Es muß nicht immer Kaviar sein
Die verrückten Hüte! Die hohen Korkschuhe! Der Geruch nach Abenteuer, Flirt, Parfüm und Jasmin …
Paris 1943: Eine Stadt, die immer noch wie im Frieden lebte. Wenn in den Wohnungen am Square du Bois de Boulogne vorzeitig das Licht erlosch, dann waren nicht Stromsperren daran schuld, und wenn Vorhänge rauschten, dann waren sie zärtlich und nicht aus Eisen.
Voll Charme hatten die Pariser sich mit der deutschen Besatzung abgefunden. Der »Marché noir«, der schwarze Markt, blühte. Die Moral der Landser hielt einem solchen Leben nicht stand. Der General von Witzleben seufzte einmal: »Die französischen Frauen, die französische Küche und die französische Mentalität haben uns den Rest gegeben. Im Grunde müßte ich die hier stationierten Truppen alle vier Wochen auswechseln.«
Der kleinste Zahlmeister aus dem Kohlenpott lebte in Paris wie ein Fürst! Er kannte die Unterschiede der feinsten Champagnermarken, verlangte in seinem Hotel »Poulet garni«, aß Austern zu Dutzenden und erfuhr in den sanften Armen seiner französischen Freundin, daß es nicht das süßeste war, fürs Vaterland zu sterben.
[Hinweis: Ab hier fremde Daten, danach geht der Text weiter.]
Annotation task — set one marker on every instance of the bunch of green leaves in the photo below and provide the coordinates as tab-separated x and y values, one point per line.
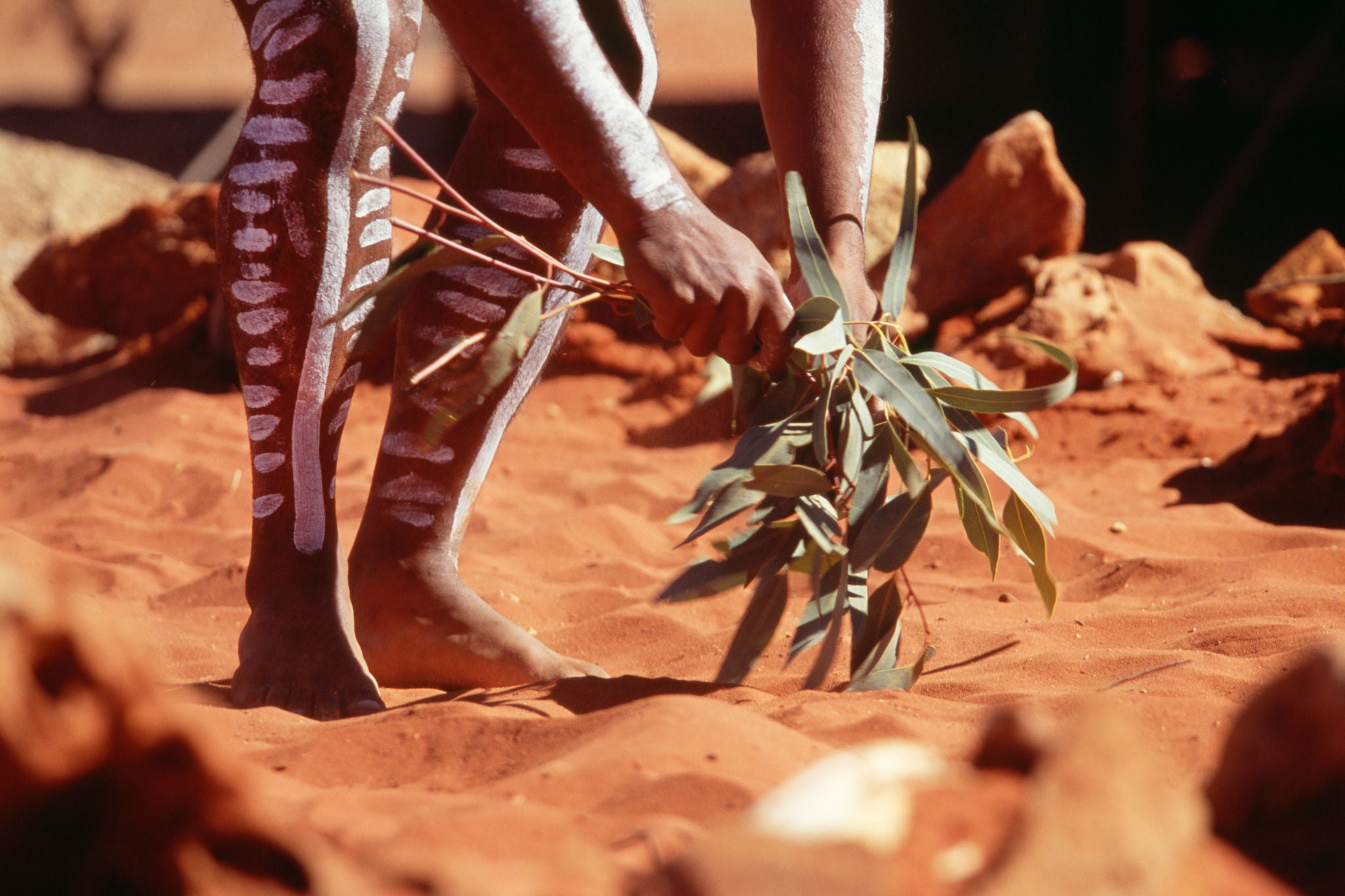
816	465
Das Hauptquartier des Generals von Rundstedt, Oberbefehlshaber West, war Thomas Lievens erstes Ziel. Hier sprach er mit drei Majoren, die er alle umständlich und feierlich zu Geheimnisträgern machte, bevor er mit seiner kleinen Bitte herausrückte.
Der erste Major verwies ihn an den zweiten. Der zweite verwies ihn an den dritten. Der dritte Major warf ihn hinaus und verfaßte eine Meldung an seinen General. Der General schickte die Meldung ins Hotel »Lutetia« mit dem Vermerk, daß er sich jede Einmischung der Abwehr in militärische Fragen – und die Sprengung einer Brücke wäre doch wohl eine solche – geziemend verbäte!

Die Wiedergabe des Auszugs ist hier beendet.